This time last year, rain poured down, rivers flooded and people were soaked.
Looking outside today, the sun is shining and leaves crunch under people's feet as they stroll around town, despite the chilly weather.
And it is going to stay very dry and very cold, according to Bob Smerbeck, senior meteorologist for Accuweather.com, a private forecasting service.
Smerbeck said while last year's heavy rain was one for the record books, this season's unusually dry winter weather in Lodi is also very odd.
"We certainly have an interesting situation here," he said. "It's almost like a waiting game to see if the dry weather will wear out. It will be like a broken record for a while, with dry days and very cold nights. But hopefully that will change."
The foreseeable future will remain dry as well, Smerbeck added, with day temperatures reaching the mid-50s this weekend, but nights getting extremely cold, as low as 31 degrees. Monday should warm up slightly, Smerbeck said, but Lodi temperatures will never peak past the high-50s.
The dry days are thanks to a high pressure system sitting offshore near Northern California, causing storms to basically wiggle around the region and into Southern California instead.
Smerbeck said that for La Niña weather, that was not necessarily normal.
La Niña is a perennial cooling of the Pacific Ocean near the equator that causes a jet stream to arc north. It is a temperamental occurrence in California because the position of the jet stream determines whether the state is wet or dry in La Niña conditions.
But Charles Hardy, spokesperson for East Bay Municipal Utility District, said the dry weather is not a bad thing, at least not right now.
Hardy said last year's incredible amounts of rain have left the water systems extremely full and that the little rain in November and the absolute lack of rain in December are not to be cause for concern.
As of midnight Thursday, the Pardee Reservoir was still 84 percent full, Hardy said, and that alone determined that the area would not have a problem with water supply any time soon.

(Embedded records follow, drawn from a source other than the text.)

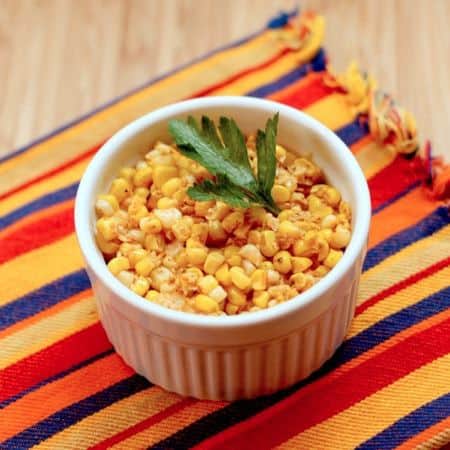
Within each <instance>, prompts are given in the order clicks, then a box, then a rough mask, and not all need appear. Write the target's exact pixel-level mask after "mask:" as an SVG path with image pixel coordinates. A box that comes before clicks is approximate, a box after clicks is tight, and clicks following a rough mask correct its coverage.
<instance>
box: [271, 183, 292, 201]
mask: <svg viewBox="0 0 450 450" xmlns="http://www.w3.org/2000/svg"><path fill="white" fill-rule="evenodd" d="M272 197H273V199H274V200H275V202H276V203H285V202H288V201H289V200H290V198H291V191H290V190H289V189H288V188H287V187H285V186H281V185H280V184H275V185H274V187H273V188H272Z"/></svg>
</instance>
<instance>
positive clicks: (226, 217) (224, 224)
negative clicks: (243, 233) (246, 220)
mask: <svg viewBox="0 0 450 450" xmlns="http://www.w3.org/2000/svg"><path fill="white" fill-rule="evenodd" d="M243 223H244V213H243V212H241V211H233V212H231V213H229V214H228V215H227V216H226V217H225V218H224V219H223V221H222V227H223V229H224V230H225V231H226V232H227V233H231V232H232V231H233V230H235V229H236V228H238V227H240V226H241V225H242V224H243Z"/></svg>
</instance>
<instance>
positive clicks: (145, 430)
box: [111, 401, 226, 450]
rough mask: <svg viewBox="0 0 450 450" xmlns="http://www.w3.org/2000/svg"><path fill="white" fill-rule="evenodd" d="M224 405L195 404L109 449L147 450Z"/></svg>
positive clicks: (124, 449)
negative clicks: (145, 449) (159, 442)
mask: <svg viewBox="0 0 450 450" xmlns="http://www.w3.org/2000/svg"><path fill="white" fill-rule="evenodd" d="M225 405H226V403H224V402H209V401H199V402H196V403H194V404H193V405H191V406H188V407H186V408H184V409H182V410H180V411H178V412H176V413H175V414H172V415H171V416H169V417H167V418H166V419H164V420H162V421H161V422H158V423H157V424H155V425H153V426H152V427H150V428H147V429H146V430H144V431H141V432H140V433H137V434H135V435H134V436H131V437H130V438H128V439H126V440H124V441H122V442H120V443H118V444H116V445H113V446H112V447H111V448H112V449H123V450H129V449H138V448H139V449H141V448H147V447H149V446H150V445H153V444H156V443H157V442H159V441H161V440H162V439H165V438H166V437H168V436H170V435H171V434H173V433H175V432H177V431H178V430H181V429H182V428H185V427H187V426H188V425H190V424H191V423H193V422H195V421H196V420H198V419H201V418H202V417H204V416H206V415H208V414H211V413H212V412H214V411H217V410H218V409H221V408H223V407H224V406H225Z"/></svg>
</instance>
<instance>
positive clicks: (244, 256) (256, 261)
mask: <svg viewBox="0 0 450 450" xmlns="http://www.w3.org/2000/svg"><path fill="white" fill-rule="evenodd" d="M239 255H240V256H242V257H243V258H245V259H248V260H249V261H250V262H251V263H253V264H254V265H255V266H256V267H258V266H259V265H260V264H261V263H262V261H263V256H262V255H261V252H260V251H259V248H258V247H256V245H253V244H246V245H244V246H243V247H242V248H241V249H240V250H239Z"/></svg>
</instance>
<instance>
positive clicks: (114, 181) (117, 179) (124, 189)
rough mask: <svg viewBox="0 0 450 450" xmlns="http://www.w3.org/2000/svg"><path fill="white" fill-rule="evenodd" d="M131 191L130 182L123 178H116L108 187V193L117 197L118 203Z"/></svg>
mask: <svg viewBox="0 0 450 450" xmlns="http://www.w3.org/2000/svg"><path fill="white" fill-rule="evenodd" d="M131 192H132V189H131V185H130V183H129V182H128V181H127V180H126V179H125V178H116V179H115V180H114V181H113V182H112V183H111V187H110V188H109V193H110V194H111V195H114V197H116V198H117V201H118V202H119V203H120V202H121V201H122V200H124V199H125V198H126V197H128V196H129V195H130V194H131Z"/></svg>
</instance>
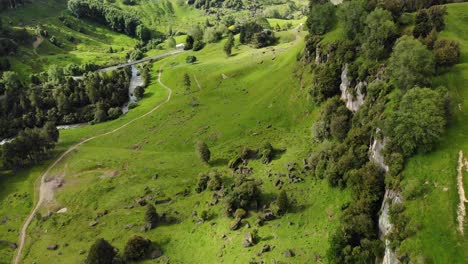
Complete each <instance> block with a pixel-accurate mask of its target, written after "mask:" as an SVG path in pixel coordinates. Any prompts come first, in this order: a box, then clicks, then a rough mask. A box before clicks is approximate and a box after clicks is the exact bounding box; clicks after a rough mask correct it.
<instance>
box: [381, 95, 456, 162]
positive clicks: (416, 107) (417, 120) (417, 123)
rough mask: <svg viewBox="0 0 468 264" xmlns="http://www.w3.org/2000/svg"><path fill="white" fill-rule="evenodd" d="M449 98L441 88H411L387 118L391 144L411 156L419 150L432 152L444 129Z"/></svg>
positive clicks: (442, 132) (406, 153) (444, 127)
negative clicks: (438, 90)
mask: <svg viewBox="0 0 468 264" xmlns="http://www.w3.org/2000/svg"><path fill="white" fill-rule="evenodd" d="M446 101H447V100H446V98H445V96H444V95H443V94H442V93H441V92H440V91H434V90H432V89H429V88H419V87H416V88H412V89H410V90H409V91H408V92H406V93H405V95H404V96H403V98H402V99H401V102H400V104H399V106H398V109H397V110H396V111H394V112H393V113H392V114H391V115H390V116H389V118H388V121H387V125H386V127H387V129H386V133H387V134H388V135H389V136H390V138H391V143H392V144H393V145H394V146H395V147H397V148H399V149H401V152H402V153H403V155H404V156H406V157H408V156H410V155H412V154H413V153H415V152H416V151H418V150H419V151H422V152H427V151H430V150H431V149H432V148H433V146H434V143H435V142H437V141H438V140H439V139H440V138H441V136H442V133H443V132H444V128H445V125H446V123H447V121H446V118H447V117H446V110H445V109H446Z"/></svg>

Hardy added that the Camanche Reservoir, which is currently 61 percent full, is right about where EBMUD would like it to be — one-third empty — to allow for flooding space.
"If we were low this time of year, we would be concerned, but we are not (low) yet," he said. "If we talk again in four or five weeks and there has been no rain or snow, we will start to take a different look. But for now, it is just a dry start and we are in good shape."